On a lighter note, walking pretty-boy cliché Rob Lowe cheekily hosts a humorous survey of the many Hollywood tropes we’ve come to expect, with actors, critics, TV and screen writers and assorted other creative types weighing in on those stock moments that have us rolling our eyes. (My favorite/least favorite cliché is the bit where someone sweeps everything off their desk in a fit of pique. Who does that?) One segment dissects the overused “Wilhelm Scream”—which brings to mind Brian DePalma’s 1981 classic Blow Out, in which sound engineer John Travolta goes in search of the perfect scream. (And that wasn’t a cliché.)

Jimmy Carter

In Their Own Words

His time in the White House may have been troubled, but there are few ex-presidents as revered and respected as Jimmy Carter, whose political and personal history is examined in the series’ latest installment.
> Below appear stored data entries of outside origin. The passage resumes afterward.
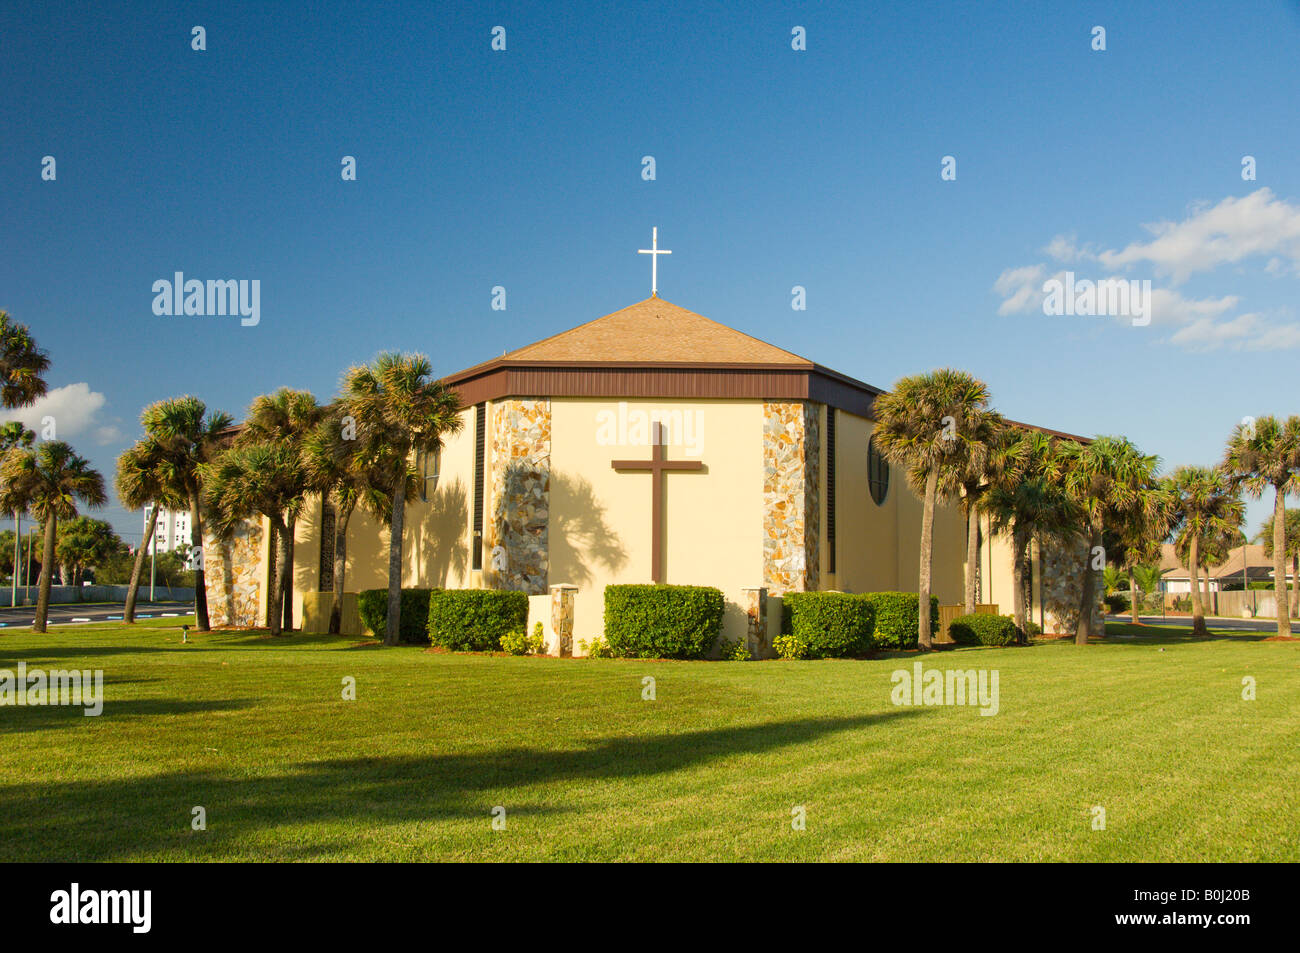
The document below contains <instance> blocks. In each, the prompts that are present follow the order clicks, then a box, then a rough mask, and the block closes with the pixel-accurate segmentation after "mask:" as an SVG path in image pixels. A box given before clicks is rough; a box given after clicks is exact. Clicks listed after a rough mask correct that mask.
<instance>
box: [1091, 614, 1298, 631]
mask: <svg viewBox="0 0 1300 953" xmlns="http://www.w3.org/2000/svg"><path fill="white" fill-rule="evenodd" d="M1138 618H1139V619H1141V620H1143V621H1144V623H1145V624H1147V625H1177V627H1182V628H1188V629H1190V628H1191V627H1192V616H1190V615H1170V616H1158V615H1140V616H1138ZM1106 621H1118V623H1127V621H1132V616H1128V615H1108V616H1106ZM1205 624H1206V625H1208V627H1209V628H1212V629H1231V631H1232V632H1274V633H1275V632H1277V631H1278V623H1277V621H1274V620H1273V619H1223V618H1218V616H1213V615H1208V616H1205ZM1291 627H1292V628H1300V625H1297V624H1296V620H1295V619H1292V620H1291Z"/></svg>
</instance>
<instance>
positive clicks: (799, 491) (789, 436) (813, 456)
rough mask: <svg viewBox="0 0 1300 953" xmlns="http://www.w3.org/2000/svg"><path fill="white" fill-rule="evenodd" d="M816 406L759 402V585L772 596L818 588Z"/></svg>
mask: <svg viewBox="0 0 1300 953" xmlns="http://www.w3.org/2000/svg"><path fill="white" fill-rule="evenodd" d="M820 407H822V406H820V404H818V403H813V402H806V403H805V402H764V403H763V585H766V586H767V588H768V590H770V592H771V593H772V594H774V595H781V594H784V593H788V592H803V590H807V589H816V588H818V581H819V572H818V568H819V567H818V563H819V553H820V546H819V538H820V528H822V520H820V499H822V494H820V472H822V465H820V452H822V441H820V432H822V428H820Z"/></svg>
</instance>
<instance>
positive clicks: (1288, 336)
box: [993, 189, 1300, 350]
mask: <svg viewBox="0 0 1300 953" xmlns="http://www.w3.org/2000/svg"><path fill="white" fill-rule="evenodd" d="M1143 228H1145V229H1147V230H1148V231H1149V233H1151V234H1153V235H1154V238H1153V239H1152V241H1149V242H1134V243H1131V244H1128V246H1126V247H1125V248H1123V250H1122V251H1115V250H1109V251H1095V248H1096V247H1097V246H1095V244H1092V246H1089V244H1086V243H1080V242H1079V239H1078V238H1076V237H1075V235H1074V234H1069V235H1066V234H1058V235H1056V237H1054V238H1053V239H1052V241H1050V242H1049V243H1048V244H1047V246H1045V247H1044V250H1043V251H1044V254H1045V255H1047V256H1048V257H1049V259H1052V260H1053V261H1054V263H1061V264H1070V265H1073V267H1080V264H1082V265H1083V268H1084V270H1080V272H1078V273H1076V274H1075V278H1076V280H1083V278H1089V280H1095V281H1096V280H1100V278H1121V277H1125V276H1126V274H1127V277H1130V278H1138V280H1143V278H1145V277H1147V276H1144V274H1141V273H1140V272H1138V273H1135V270H1136V269H1135V267H1138V265H1145V267H1147V268H1148V269H1149V272H1148V273H1149V274H1153V276H1154V278H1153V285H1154V281H1158V280H1165V281H1164V282H1162V283H1165V285H1166V286H1165V287H1154V286H1153V287H1152V300H1151V316H1152V324H1153V325H1164V326H1166V328H1170V329H1177V330H1174V333H1173V334H1171V337H1170V338H1167V341H1169V343H1173V345H1177V346H1180V347H1187V348H1193V350H1212V348H1217V347H1232V348H1238V350H1281V348H1291V347H1300V324H1290V322H1281V324H1279V322H1275V321H1273V320H1269V319H1266V317H1264V316H1261V315H1260V313H1256V312H1251V313H1242V315H1239V313H1236V311H1238V307H1239V306H1240V304H1242V296H1240V295H1236V294H1222V295H1218V296H1214V295H1210V296H1206V298H1186V296H1183V295H1182V294H1180V293H1179V291H1177V290H1175V286H1178V285H1179V283H1182V282H1184V281H1186V280H1187V278H1190V277H1191V276H1192V274H1196V273H1199V272H1210V270H1214V269H1217V268H1219V267H1223V265H1234V267H1235V269H1234V270H1235V272H1236V273H1238V274H1240V273H1243V269H1244V265H1245V264H1247V263H1248V260H1256V261H1255V264H1256V265H1257V267H1258V270H1260V273H1265V274H1271V276H1277V277H1281V276H1283V274H1288V273H1291V274H1300V204H1294V203H1290V202H1286V200H1284V199H1279V198H1277V196H1275V195H1274V194H1273V192H1271V191H1270V190H1269V189H1260V190H1257V191H1255V192H1252V194H1249V195H1247V196H1243V198H1234V196H1229V198H1226V199H1222V200H1221V202H1218V203H1217V204H1209V203H1204V204H1200V205H1196V207H1193V208H1192V209H1191V211H1190V213H1188V216H1187V217H1186V218H1184V220H1183V221H1179V222H1158V224H1154V225H1145V226H1143ZM1089 263H1096V265H1095V267H1092V268H1088V264H1089ZM1057 267H1060V265H1057ZM1049 270H1054V272H1056V273H1054V274H1052V276H1050V277H1053V278H1058V280H1063V276H1065V272H1061V270H1056V267H1053V265H1050V264H1048V263H1041V264H1031V265H1022V267H1019V268H1009V269H1006V270H1005V272H1002V273H1001V274H1000V276H998V277H997V280H996V281H995V282H993V291H995V293H996V294H997V295H998V296H1001V299H1002V302H1001V304H1000V306H998V308H997V313H998V315H1013V313H1031V312H1034V311H1039V309H1041V307H1043V299H1044V291H1043V283H1044V281H1045V280H1047V278H1048V277H1049V276H1048V273H1049ZM1093 270H1095V272H1096V273H1093ZM1127 322H1128V320H1127V319H1125V324H1127Z"/></svg>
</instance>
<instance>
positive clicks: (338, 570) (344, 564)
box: [329, 506, 352, 636]
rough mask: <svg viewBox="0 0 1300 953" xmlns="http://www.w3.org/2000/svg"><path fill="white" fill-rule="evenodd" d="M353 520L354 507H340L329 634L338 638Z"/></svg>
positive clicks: (337, 535)
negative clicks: (350, 534)
mask: <svg viewBox="0 0 1300 953" xmlns="http://www.w3.org/2000/svg"><path fill="white" fill-rule="evenodd" d="M350 519H352V506H347V507H346V508H344V507H342V506H341V507H339V511H338V516H337V519H335V521H334V601H333V602H331V603H330V608H329V633H330V634H331V636H337V634H338V633H339V632H341V631H342V628H343V572H344V571H346V569H347V521H348V520H350Z"/></svg>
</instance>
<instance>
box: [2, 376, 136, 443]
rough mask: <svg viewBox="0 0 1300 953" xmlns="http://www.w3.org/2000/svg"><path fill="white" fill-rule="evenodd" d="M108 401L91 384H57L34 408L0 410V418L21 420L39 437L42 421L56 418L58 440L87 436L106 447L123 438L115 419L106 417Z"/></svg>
mask: <svg viewBox="0 0 1300 953" xmlns="http://www.w3.org/2000/svg"><path fill="white" fill-rule="evenodd" d="M107 404H108V398H105V397H104V395H103V394H100V393H99V391H98V390H91V389H90V385H88V384H85V382H82V384H69V385H66V386H64V387H55V389H53V390H51V391H49V393H48V394H45V395H44V397H43V398H40V399H39V400H36V403H34V404H32V406H31V407H21V408H17V410H6V411H3V412H0V421H8V420H21V421H22V425H23V426H26V428H27V429H29V430H35V432H36V436H38V437H40V436H42V432H43V430H44V424H43V423H42V421H43V420H44V419H45V417H53V420H55V437H56V438H57V439H62V441H74V439H75V438H77V437H85V436H88V437H90V439H91V441H92V442H94V443H96V445H98V446H107V445H109V443H114V442H117V441H120V439H122V432H121V430H120V429H118V428H117V425H116V424H114V421H113V420H110V419H105V417H104V413H103V411H104V407H105V406H107Z"/></svg>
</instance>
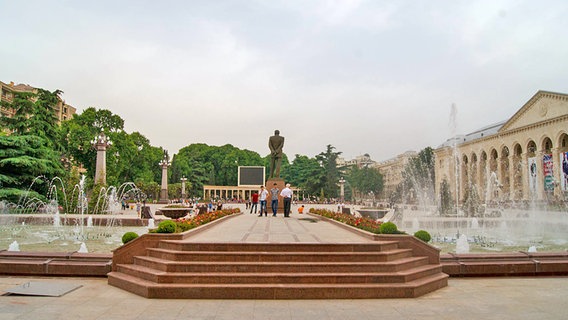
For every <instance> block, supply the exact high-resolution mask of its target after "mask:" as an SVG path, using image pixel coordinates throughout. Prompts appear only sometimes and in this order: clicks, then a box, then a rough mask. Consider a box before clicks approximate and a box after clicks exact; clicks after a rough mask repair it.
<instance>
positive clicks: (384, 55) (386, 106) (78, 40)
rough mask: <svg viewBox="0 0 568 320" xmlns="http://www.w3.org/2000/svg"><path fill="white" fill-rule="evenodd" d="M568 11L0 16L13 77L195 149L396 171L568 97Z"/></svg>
mask: <svg viewBox="0 0 568 320" xmlns="http://www.w3.org/2000/svg"><path fill="white" fill-rule="evenodd" d="M567 13H568V12H567V6H566V5H565V4H564V2H563V1H560V0H559V1H547V2H546V5H545V6H535V5H534V3H533V2H530V1H475V2H462V1H458V2H456V1H442V2H439V1H438V2H423V3H421V2H415V1H397V2H390V1H310V2H305V1H282V2H280V1H256V2H255V1H214V2H213V1H201V2H200V1H192V2H188V3H186V2H185V1H164V2H159V3H158V2H150V1H120V2H112V1H97V2H75V1H26V2H23V3H17V4H16V3H15V2H7V3H4V4H3V5H2V6H1V7H0V23H1V24H2V26H4V28H3V29H4V30H9V32H5V33H4V34H3V45H2V47H1V49H0V58H1V61H3V63H2V74H1V79H0V80H2V81H4V82H8V81H14V82H22V83H29V84H31V85H34V86H39V87H44V88H46V89H50V90H55V89H62V90H63V91H65V94H64V98H65V99H66V100H67V102H68V103H70V104H72V105H74V106H76V107H77V108H78V109H79V110H82V109H84V108H86V107H90V106H94V107H97V108H107V109H110V110H111V111H112V112H113V113H116V114H118V115H120V116H121V117H123V118H124V119H125V121H126V129H127V130H128V131H130V132H131V131H139V132H141V133H142V134H144V135H145V136H146V137H148V138H149V139H150V141H151V143H152V144H154V145H158V146H163V147H164V148H166V149H169V150H170V153H175V152H177V150H178V149H179V148H181V147H183V146H186V145H188V144H190V143H195V142H204V143H208V144H212V145H222V144H225V143H230V144H233V145H235V146H237V147H240V148H247V149H250V150H254V151H257V152H259V153H260V154H261V155H265V154H267V153H268V148H267V139H268V137H269V136H270V135H271V134H272V132H273V131H274V129H279V130H280V131H281V132H282V135H283V136H285V137H286V139H287V143H286V147H285V152H286V153H287V154H288V155H289V156H290V157H293V155H294V154H296V153H299V154H305V155H309V156H313V155H315V154H317V153H319V152H321V151H324V150H325V146H326V145H327V144H332V145H334V146H335V147H336V148H337V150H338V151H342V152H343V153H344V155H345V156H346V157H348V158H349V157H354V156H357V155H359V154H362V153H369V154H370V155H371V156H372V157H373V158H374V159H375V160H384V159H387V158H390V157H392V156H395V155H396V154H399V153H401V152H404V151H406V150H410V149H413V150H420V149H422V148H424V147H426V146H434V147H435V146H437V145H439V144H440V143H442V142H443V141H444V140H445V139H446V138H448V136H449V135H450V129H449V127H448V119H449V113H450V107H451V105H452V103H455V104H456V105H457V108H458V127H457V130H458V132H462V133H466V132H469V131H472V130H474V129H476V128H479V127H483V126H485V125H487V124H490V123H494V122H497V121H500V120H504V119H506V118H508V117H510V116H512V115H513V114H514V113H515V112H516V111H517V110H518V108H520V107H521V106H522V104H523V103H525V102H526V101H527V100H528V99H529V98H530V97H531V96H532V95H533V94H534V93H535V92H536V91H537V90H539V89H543V90H550V91H559V92H568V88H567V83H568V82H567V81H566V75H567V74H568V70H567V64H566V59H565V57H566V56H568V44H566V42H565V41H563V39H566V38H567V33H568V32H567V31H566V30H568V25H567V24H568V23H567V22H566V19H565V17H566V14H567Z"/></svg>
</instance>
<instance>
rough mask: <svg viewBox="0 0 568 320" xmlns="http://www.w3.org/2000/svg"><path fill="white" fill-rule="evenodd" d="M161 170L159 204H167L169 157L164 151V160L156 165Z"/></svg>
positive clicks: (161, 161) (169, 162) (167, 195)
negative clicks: (160, 179) (161, 203)
mask: <svg viewBox="0 0 568 320" xmlns="http://www.w3.org/2000/svg"><path fill="white" fill-rule="evenodd" d="M158 165H159V166H160V167H161V168H162V189H161V190H160V200H159V202H160V203H168V167H169V166H170V157H169V156H168V151H164V158H163V159H162V160H161V161H160V162H159V163H158Z"/></svg>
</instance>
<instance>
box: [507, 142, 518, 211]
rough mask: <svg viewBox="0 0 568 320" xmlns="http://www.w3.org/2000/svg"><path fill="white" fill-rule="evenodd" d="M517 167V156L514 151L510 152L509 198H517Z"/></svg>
mask: <svg viewBox="0 0 568 320" xmlns="http://www.w3.org/2000/svg"><path fill="white" fill-rule="evenodd" d="M515 167H516V157H515V155H514V154H513V153H509V173H508V174H509V200H510V201H514V200H515V192H516V191H517V190H516V189H515Z"/></svg>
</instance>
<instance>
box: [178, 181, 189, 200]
mask: <svg viewBox="0 0 568 320" xmlns="http://www.w3.org/2000/svg"><path fill="white" fill-rule="evenodd" d="M180 180H181V198H182V199H184V200H185V182H186V181H187V178H186V177H183V178H181V179H180Z"/></svg>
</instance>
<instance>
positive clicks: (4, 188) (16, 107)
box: [0, 89, 65, 201]
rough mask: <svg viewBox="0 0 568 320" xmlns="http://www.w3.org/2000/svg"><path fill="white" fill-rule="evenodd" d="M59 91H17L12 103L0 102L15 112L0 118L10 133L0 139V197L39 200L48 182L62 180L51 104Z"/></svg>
mask: <svg viewBox="0 0 568 320" xmlns="http://www.w3.org/2000/svg"><path fill="white" fill-rule="evenodd" d="M59 93H60V91H58V90H56V91H54V92H49V91H47V90H42V89H38V94H36V93H30V92H17V93H15V94H14V98H13V100H12V101H9V102H7V101H2V102H1V104H2V106H3V107H5V108H10V109H12V110H13V111H14V115H13V117H7V116H2V117H0V124H2V127H3V128H6V129H8V130H9V131H10V135H9V136H0V185H1V186H2V189H1V191H0V198H3V199H8V200H10V201H17V200H18V199H19V198H20V197H22V196H26V197H30V194H29V193H28V191H30V192H32V193H33V195H31V196H32V197H38V198H42V197H43V195H46V194H47V187H48V182H49V180H50V179H51V178H53V177H55V176H59V177H61V178H64V174H65V171H64V170H63V166H62V164H61V159H60V153H59V152H58V151H56V150H55V147H56V146H57V143H56V141H57V130H58V126H57V118H56V117H55V113H54V108H53V107H54V104H55V103H57V101H58V94H59Z"/></svg>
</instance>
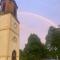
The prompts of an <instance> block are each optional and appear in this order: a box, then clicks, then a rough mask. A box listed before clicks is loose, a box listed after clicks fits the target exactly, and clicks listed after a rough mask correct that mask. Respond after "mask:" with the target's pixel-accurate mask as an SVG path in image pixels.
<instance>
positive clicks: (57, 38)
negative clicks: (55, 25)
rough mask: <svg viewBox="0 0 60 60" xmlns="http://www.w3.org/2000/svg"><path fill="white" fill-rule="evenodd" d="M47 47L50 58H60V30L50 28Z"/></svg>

Featuring Carter’s own words in archival footage, the special features new interviews with journalists and family members sharing their observations, and musicians Garth Brooks and Trisha Yearwood, who got to know the Carters while volunteering with Habitat for Humanity, one of Carter’s pet causes.

Inside Tuesday TV:

  • Pardon the Interruption (7/6c and 9/8c, ESPN): Time flies when you’re jousting verbally about sports, and PTI marks its 20th anniversary with an hourlong special reliving the highlights of Tony Kornheiser and Michael Wilbon’s scrappy partnership.
  • Bachelor in Paradise (8/7c, ABC): Gluttons for pandering can feast on three hours of the guilty-pleasure reality show, featuring an ’80s-themed prom in the penultimate episode.
  • FBI: International (9/8c, CBS): Moving into its regular time period nestled between FBI (8/7c) and FBI: Most Wanted (10/9c), the latest spinoff finds the team dealing with the fallout from a bitter custody battle involving a mom who brought her son from the U.S. to Hungary.
  • Our Kind of People (9/8c, Fox): Another week, another gala event, and more scandalous secrets to be exposed in the soapy melodrama as the posh enclave of Oak Bluffs prepares for the Black Diamond Ball.
  • Speak Sis (9/8c, OWN): Oprah Winfrey leads a two-hour discussion to destigmatize mental health issues stemming from childhood trauma in the Black community.
  • Vanderpump Rules (9/8c, Bravo): With restaurants having reopened after the pandemic shutdown, Lisa Vanderpump welcomes reality-TV cameras back to follow her eatery’s past and present employees for a ninth season.
  • Wild Crime (streaming on Hulu): Think of this docuseries as a true-crime version of Big Sky (returning Thursday), each season following special agents of the National Park Service as they look into crimes committed on these sprawling public lands. The first installment, with episodes dropping each day through Friday, covers the suspicious 2012 death of Toni Henthorn, who fell from a cliff in Rocky Mountain National Park while celebrating her anniversary with husband Harold—whose first wife had died under mysterious and violent circumstances 17 years earlier.